John Donne (1572–1631). The Poems of John Donne. 1896.

Letters to Several Personages

To M[r]. B[asil] B[rooke]

IS not thy sacred hunger of science

Yet satisfied? is not thy brain’s rich hive

Fulfill’d with honey, which thou dost derive

From the arts’ spirits and their quintessence?

Then wean thyself at last, and thee withdraw

From Cambridge thy old nurse, and, as the rest,

Here toughly chew, and sturdily digest

Th’ immense vast volumes of our common law.

And begin soon, lest my grief grieve thee too,

Which is, that that, which I should have begun

In my youth’s morning, now late must be done;

And I, as giddy travellers must do,

Which stray or sleep all day, and having lost

Light and strength, dark and tired must then ride post.

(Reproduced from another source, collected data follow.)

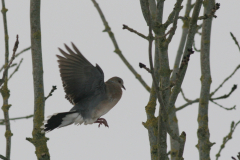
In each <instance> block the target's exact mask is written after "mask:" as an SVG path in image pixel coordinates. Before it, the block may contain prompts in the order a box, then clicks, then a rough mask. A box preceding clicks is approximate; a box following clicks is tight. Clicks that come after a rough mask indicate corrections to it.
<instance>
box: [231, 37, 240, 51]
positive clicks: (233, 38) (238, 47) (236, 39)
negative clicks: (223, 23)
mask: <svg viewBox="0 0 240 160" xmlns="http://www.w3.org/2000/svg"><path fill="white" fill-rule="evenodd" d="M230 35H231V37H232V39H233V40H234V42H235V44H236V45H237V47H238V49H239V51H240V46H239V43H238V41H237V38H236V37H235V36H234V35H233V33H232V32H230Z"/></svg>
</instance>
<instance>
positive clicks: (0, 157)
mask: <svg viewBox="0 0 240 160" xmlns="http://www.w3.org/2000/svg"><path fill="white" fill-rule="evenodd" d="M0 158H1V159H3V160H9V159H8V158H6V157H4V156H3V155H1V154H0Z"/></svg>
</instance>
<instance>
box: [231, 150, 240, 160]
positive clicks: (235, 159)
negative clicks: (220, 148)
mask: <svg viewBox="0 0 240 160" xmlns="http://www.w3.org/2000/svg"><path fill="white" fill-rule="evenodd" d="M237 158H238V160H240V152H238V155H237ZM232 159H233V160H237V159H236V158H235V157H232Z"/></svg>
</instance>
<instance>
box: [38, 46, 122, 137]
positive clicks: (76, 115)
mask: <svg viewBox="0 0 240 160" xmlns="http://www.w3.org/2000/svg"><path fill="white" fill-rule="evenodd" d="M65 47H66V49H67V51H68V53H69V54H68V53H66V52H65V51H63V50H62V49H60V48H59V51H60V52H61V53H62V55H63V56H60V55H57V57H58V63H59V68H60V76H61V79H62V82H63V87H64V91H65V93H66V96H65V97H66V99H68V100H69V101H70V102H71V103H72V104H73V105H74V106H73V108H72V109H71V110H70V111H69V112H63V113H57V114H54V115H52V116H50V117H49V119H48V120H46V121H44V122H45V123H46V124H45V125H43V126H42V127H41V128H42V129H43V130H42V132H48V131H51V130H53V129H55V128H60V127H64V126H67V125H70V124H73V123H75V124H77V125H79V124H82V123H84V124H85V125H87V124H93V123H99V126H100V125H101V124H104V125H105V126H108V124H107V121H106V120H105V119H104V118H100V117H101V116H103V115H104V114H106V113H107V112H108V111H109V110H110V109H112V108H113V107H114V106H115V105H116V104H117V102H118V101H119V100H120V98H121V96H122V89H121V88H124V85H123V80H122V79H121V78H119V77H112V78H110V79H109V80H108V81H107V82H105V83H104V73H103V71H102V69H101V68H100V66H98V65H97V64H96V67H94V66H93V65H92V64H91V63H90V62H89V61H88V60H87V59H86V58H85V57H84V56H83V55H82V54H81V52H80V51H79V50H78V49H77V47H76V46H75V45H74V44H73V43H72V47H73V49H74V51H75V52H74V51H73V50H71V49H70V48H69V47H68V46H67V45H65ZM124 89H125V88H124Z"/></svg>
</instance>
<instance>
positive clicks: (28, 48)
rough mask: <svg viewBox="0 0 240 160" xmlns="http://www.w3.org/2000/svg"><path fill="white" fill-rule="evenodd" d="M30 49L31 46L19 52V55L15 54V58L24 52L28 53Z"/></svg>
mask: <svg viewBox="0 0 240 160" xmlns="http://www.w3.org/2000/svg"><path fill="white" fill-rule="evenodd" d="M30 49H31V46H30V47H27V48H25V49H23V50H21V51H20V52H19V53H17V54H16V56H15V58H16V57H18V56H19V55H20V54H22V53H24V52H26V51H28V50H30Z"/></svg>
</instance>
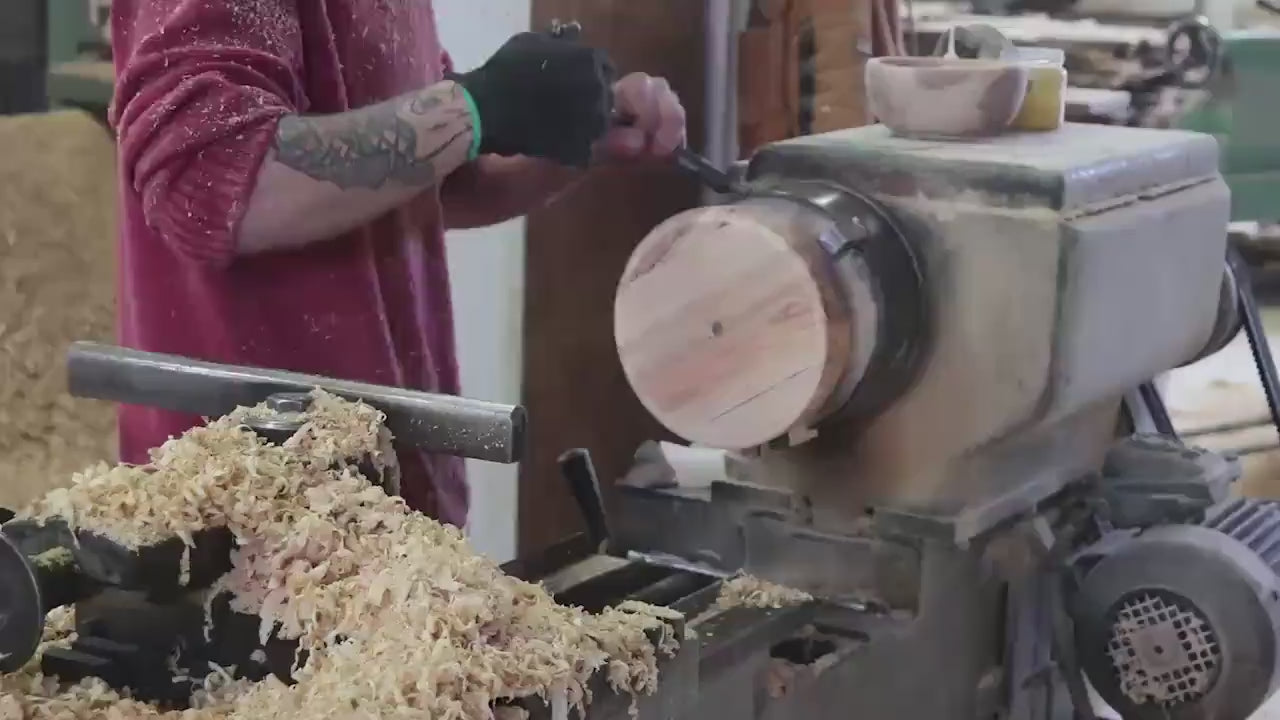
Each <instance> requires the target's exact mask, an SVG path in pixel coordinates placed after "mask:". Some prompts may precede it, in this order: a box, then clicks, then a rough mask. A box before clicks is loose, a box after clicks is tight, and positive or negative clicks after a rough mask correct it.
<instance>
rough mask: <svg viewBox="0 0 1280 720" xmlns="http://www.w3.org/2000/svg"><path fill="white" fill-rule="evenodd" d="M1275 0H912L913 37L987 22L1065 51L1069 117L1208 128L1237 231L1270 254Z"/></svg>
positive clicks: (1102, 122)
mask: <svg viewBox="0 0 1280 720" xmlns="http://www.w3.org/2000/svg"><path fill="white" fill-rule="evenodd" d="M1277 9H1280V8H1277V6H1276V5H1275V4H1274V3H1270V1H1268V0H1261V1H1257V3H1254V1H1252V0H1251V1H1248V3H1243V1H1240V0H1220V1H1212V3H1204V1H1198V3H1194V4H1193V3H1189V1H1188V3H1178V1H1176V0H1160V1H1148V3H1129V1H1125V3H1119V1H1112V0H1068V1H1064V0H1052V1H1048V3H1029V4H1028V3H1019V1H1015V3H989V1H979V3H974V4H973V6H965V5H961V4H951V3H916V4H915V8H914V10H913V15H911V18H913V20H914V24H909V28H913V27H914V33H913V36H911V42H910V44H909V45H913V46H914V47H915V49H916V51H919V53H928V51H929V50H932V47H933V45H934V44H936V42H937V37H938V36H940V35H941V33H942V32H943V31H945V29H946V28H947V27H950V26H951V24H955V23H974V22H983V23H989V24H992V26H995V27H997V28H998V29H1000V31H1001V32H1004V33H1005V35H1006V36H1009V37H1010V38H1011V40H1012V41H1014V42H1016V44H1025V45H1047V46H1055V47H1061V49H1064V50H1065V51H1066V53H1068V60H1066V65H1068V70H1069V73H1070V82H1071V85H1073V90H1071V95H1070V99H1069V105H1068V111H1069V118H1071V119H1075V120H1079V122H1100V123H1115V124H1130V126H1142V127H1165V128H1169V127H1171V128H1181V129H1192V131H1197V132H1204V133H1208V135H1212V136H1215V137H1216V138H1217V140H1219V142H1220V146H1221V152H1222V156H1221V169H1222V176H1224V178H1225V179H1226V182H1228V186H1229V187H1230V188H1231V220H1233V223H1234V224H1233V236H1234V237H1235V238H1236V240H1238V241H1240V247H1242V250H1243V251H1244V252H1245V254H1247V258H1248V259H1249V260H1256V261H1265V260H1268V259H1270V258H1271V256H1272V255H1275V252H1276V251H1277V250H1280V245H1277V243H1276V240H1277V234H1280V233H1277V232H1276V229H1275V228H1274V227H1272V225H1274V224H1275V223H1277V222H1280V201H1277V200H1276V199H1277V197H1280V184H1277V182H1280V142H1277V141H1276V136H1275V133H1272V132H1270V131H1268V126H1270V123H1271V118H1272V117H1274V114H1275V111H1276V109H1277V108H1280V86H1277V85H1276V83H1275V82H1274V81H1272V79H1271V78H1272V74H1274V72H1275V69H1276V68H1277V67H1280V15H1277V14H1276V12H1277ZM974 10H977V13H975V12H974ZM983 13H986V14H983ZM1019 13H1021V14H1019Z"/></svg>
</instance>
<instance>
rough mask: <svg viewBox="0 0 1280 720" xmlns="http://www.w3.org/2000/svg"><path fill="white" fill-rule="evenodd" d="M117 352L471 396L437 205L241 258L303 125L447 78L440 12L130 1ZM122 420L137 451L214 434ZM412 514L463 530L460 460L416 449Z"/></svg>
mask: <svg viewBox="0 0 1280 720" xmlns="http://www.w3.org/2000/svg"><path fill="white" fill-rule="evenodd" d="M111 42H113V50H114V55H115V70H116V86H115V100H114V104H113V109H111V122H113V124H114V126H115V128H116V132H118V135H119V160H120V161H119V172H120V200H119V209H120V215H119V223H120V288H119V334H120V342H123V343H124V345H125V346H128V347H136V348H140V350H148V351H157V352H173V354H178V355H186V356H189V357H197V359H201V360H210V361H215V363H232V364H238V365H252V366H259V368H278V369H284V370H294V372H300V373H312V374H319V375H329V377H334V378H343V379H353V380H365V382H371V383H379V384H388V386H401V387H411V388H420V389H429V391H436V392H448V393H456V392H457V391H458V370H457V359H456V352H454V345H453V343H454V340H453V316H452V307H451V302H449V278H448V270H447V266H445V258H444V236H443V224H442V219H440V201H439V193H438V192H434V191H433V192H429V193H424V195H422V196H421V197H419V199H417V200H416V201H415V202H412V204H411V205H408V206H404V208H402V209H399V210H397V211H394V213H390V214H388V215H385V217H383V218H379V219H376V220H375V222H372V223H370V224H369V225H367V227H364V228H361V229H358V231H356V232H352V233H348V234H346V236H342V237H334V238H333V240H332V241H328V242H321V243H317V245H312V246H310V247H307V249H305V250H300V251H293V252H279V254H271V255H259V256H250V258H236V254H234V247H233V246H234V238H236V234H237V228H238V225H239V223H241V219H242V218H243V215H244V209H246V206H247V205H248V199H250V195H251V192H252V190H253V182H255V178H256V173H257V169H259V167H260V165H261V163H262V161H264V159H265V158H266V155H268V151H269V149H270V147H271V143H273V140H274V133H275V124H276V122H278V120H279V118H280V117H282V115H285V114H289V113H339V111H343V110H349V109H352V108H360V106H364V105H369V104H372V102H376V101H380V100H385V99H388V97H393V96H396V95H401V94H403V92H408V91H412V90H417V88H421V87H425V86H428V85H431V83H434V82H439V81H440V78H442V74H443V72H444V70H445V67H447V65H448V58H447V56H445V55H444V53H443V51H442V50H440V44H439V38H438V36H436V28H435V17H434V13H433V9H431V3H430V0H306V1H298V0H114V3H113V4H111ZM200 421H201V420H200V418H195V416H184V415H178V414H173V413H165V411H160V410H154V409H146V407H133V406H127V407H124V409H122V411H120V455H122V460H124V461H127V462H142V461H146V452H147V448H151V447H155V446H157V445H160V443H163V442H164V441H165V439H166V438H169V437H170V436H175V434H179V433H182V432H183V430H186V429H188V428H191V427H193V425H195V424H197V423H200ZM399 460H401V465H402V473H403V495H404V497H406V500H407V501H408V503H410V505H411V506H413V507H416V509H419V510H422V511H424V512H428V514H431V515H435V516H438V518H440V519H442V520H445V521H448V523H453V524H456V525H460V527H461V525H462V524H463V523H465V521H466V514H467V488H466V483H465V478H463V475H462V468H461V462H460V461H458V460H456V459H449V457H436V456H428V455H424V454H419V452H402V454H401V457H399Z"/></svg>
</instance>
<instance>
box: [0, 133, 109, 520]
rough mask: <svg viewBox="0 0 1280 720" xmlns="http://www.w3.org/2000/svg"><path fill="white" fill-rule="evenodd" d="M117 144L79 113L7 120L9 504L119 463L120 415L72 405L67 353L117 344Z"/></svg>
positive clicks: (6, 454)
mask: <svg viewBox="0 0 1280 720" xmlns="http://www.w3.org/2000/svg"><path fill="white" fill-rule="evenodd" d="M115 186H116V182H115V145H114V142H113V141H111V137H110V135H109V132H108V131H106V128H104V127H101V126H100V124H99V123H97V122H95V120H93V119H92V118H91V117H90V115H87V114H83V113H79V111H60V113H50V114H37V115H14V117H3V118H0V188H3V191H0V506H3V507H18V506H22V505H24V503H26V502H27V501H29V500H32V498H35V497H37V496H38V495H41V493H44V492H45V491H46V489H49V487H51V484H52V483H55V482H59V480H61V482H65V478H69V477H70V474H72V471H74V470H78V469H81V468H83V466H86V465H88V464H91V462H95V461H99V460H109V459H113V457H114V456H115V410H114V407H113V406H111V405H109V404H105V402H96V401H90V400H76V398H72V397H70V396H69V395H67V382H65V380H67V378H65V374H67V369H65V361H64V359H65V352H67V347H68V345H69V343H70V342H73V341H77V340H100V341H106V340H110V338H111V336H113V334H114V333H113V328H114V318H115V240H114V238H115Z"/></svg>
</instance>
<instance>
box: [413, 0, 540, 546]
mask: <svg viewBox="0 0 1280 720" xmlns="http://www.w3.org/2000/svg"><path fill="white" fill-rule="evenodd" d="M435 15H436V20H438V23H439V28H440V38H442V41H443V42H444V47H445V49H447V50H448V51H449V55H451V56H452V58H453V61H454V65H456V67H457V68H458V69H460V70H466V69H471V68H474V67H476V65H480V64H481V63H484V61H485V59H488V58H489V55H492V54H493V51H494V50H497V49H498V46H499V45H502V44H503V42H504V41H506V40H507V38H508V37H511V36H512V35H516V33H517V32H521V31H525V29H529V22H530V18H529V0H484V1H480V3H476V1H465V0H438V1H436V3H435ZM448 250H449V273H451V274H452V282H453V315H454V320H456V323H457V328H458V361H460V363H461V365H462V393H463V395H467V396H470V397H476V398H480V400H492V401H497V402H520V378H521V368H522V361H524V354H522V351H521V336H522V331H524V327H522V325H524V295H525V222H524V220H512V222H508V223H503V224H500V225H495V227H492V228H484V229H476V231H456V232H451V233H448ZM467 478H468V480H470V483H471V515H470V520H468V527H467V529H468V533H470V534H471V538H472V542H474V543H475V547H476V548H477V550H479V551H481V552H484V553H486V555H489V556H492V557H494V559H495V560H499V561H506V560H509V559H512V557H515V556H516V516H517V506H516V466H515V465H494V464H490V462H479V461H467Z"/></svg>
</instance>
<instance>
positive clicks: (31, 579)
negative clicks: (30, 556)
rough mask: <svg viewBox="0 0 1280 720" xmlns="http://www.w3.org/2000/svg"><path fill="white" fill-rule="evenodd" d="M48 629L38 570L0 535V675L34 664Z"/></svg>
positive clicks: (3, 533) (14, 547) (15, 670)
mask: <svg viewBox="0 0 1280 720" xmlns="http://www.w3.org/2000/svg"><path fill="white" fill-rule="evenodd" d="M44 628H45V610H44V602H42V600H41V597H40V584H38V583H37V580H36V574H35V570H33V569H32V566H31V565H29V564H28V562H27V559H26V556H24V555H23V553H22V552H20V551H19V550H18V548H17V547H14V544H13V543H12V542H10V541H9V538H6V537H5V534H4V533H3V532H0V673H13V671H17V670H20V669H22V666H23V665H26V664H27V661H28V660H31V656H32V655H33V653H35V652H36V647H37V646H38V644H40V637H41V634H42V632H44Z"/></svg>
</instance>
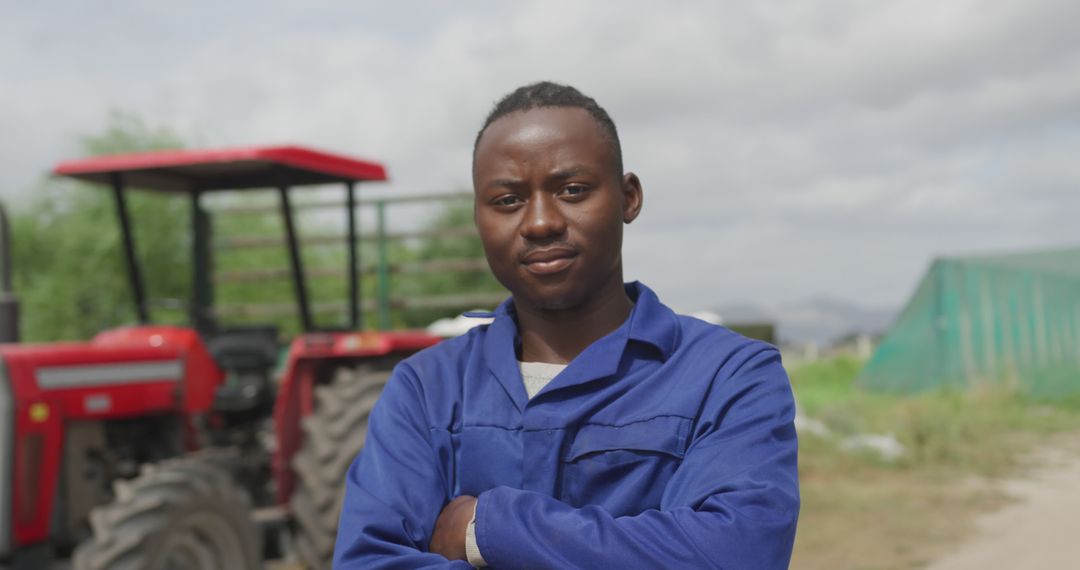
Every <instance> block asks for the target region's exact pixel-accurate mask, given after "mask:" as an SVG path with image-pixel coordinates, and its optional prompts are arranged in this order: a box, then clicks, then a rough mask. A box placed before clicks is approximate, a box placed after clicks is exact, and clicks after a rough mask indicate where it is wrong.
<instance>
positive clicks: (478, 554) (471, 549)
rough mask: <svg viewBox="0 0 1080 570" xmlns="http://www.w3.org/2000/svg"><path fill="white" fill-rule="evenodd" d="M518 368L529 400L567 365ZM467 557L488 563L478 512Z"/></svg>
mask: <svg viewBox="0 0 1080 570" xmlns="http://www.w3.org/2000/svg"><path fill="white" fill-rule="evenodd" d="M517 366H518V368H521V370H522V380H523V381H524V382H525V393H526V394H528V395H529V399H532V396H535V395H537V394H539V393H540V391H541V390H543V389H544V386H545V385H548V384H549V383H551V381H552V380H554V379H555V377H556V376H558V374H559V372H562V371H563V370H565V369H566V365H565V364H550V363H526V362H518V363H517ZM465 556H467V557H468V558H469V564H471V565H473V566H475V567H476V568H484V567H486V566H487V562H485V561H484V557H483V556H482V555H481V553H480V546H477V545H476V511H475V510H474V511H473V518H472V520H470V521H469V526H468V527H465Z"/></svg>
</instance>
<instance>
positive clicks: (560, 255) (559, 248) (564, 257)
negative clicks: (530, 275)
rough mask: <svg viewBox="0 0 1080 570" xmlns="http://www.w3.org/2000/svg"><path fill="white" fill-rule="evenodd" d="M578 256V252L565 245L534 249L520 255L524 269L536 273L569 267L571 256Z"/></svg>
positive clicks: (572, 256) (545, 271) (544, 274)
mask: <svg viewBox="0 0 1080 570" xmlns="http://www.w3.org/2000/svg"><path fill="white" fill-rule="evenodd" d="M576 257H578V252H576V250H575V249H570V248H567V247H549V248H544V249H534V250H531V252H529V253H528V254H526V255H524V256H522V264H523V266H525V269H526V270H527V271H528V272H529V273H532V274H536V275H550V274H552V273H558V272H559V271H563V270H564V269H566V268H568V267H570V263H572V262H573V258H576Z"/></svg>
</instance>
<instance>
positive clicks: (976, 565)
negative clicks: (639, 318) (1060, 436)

If thou unto thy Muse be married,

Embrace her ever, ever multiply;

Be far from me that strange adultery

To tempt thee, and procure her widowhood.

My Muse—for I had one—because I’m cold,

Divorced herself, the cause being in me.

That I can take no new in bigamy,

Not my will only, but power doth withhold.

Hence comes it, that these rhymes which never had

Mother, want matter, and they only have

A little form, the which their father gave;

They are profane, imperfect—O, too bad

To be counted children of poetry,

Except confirm’d and bishoped by thee.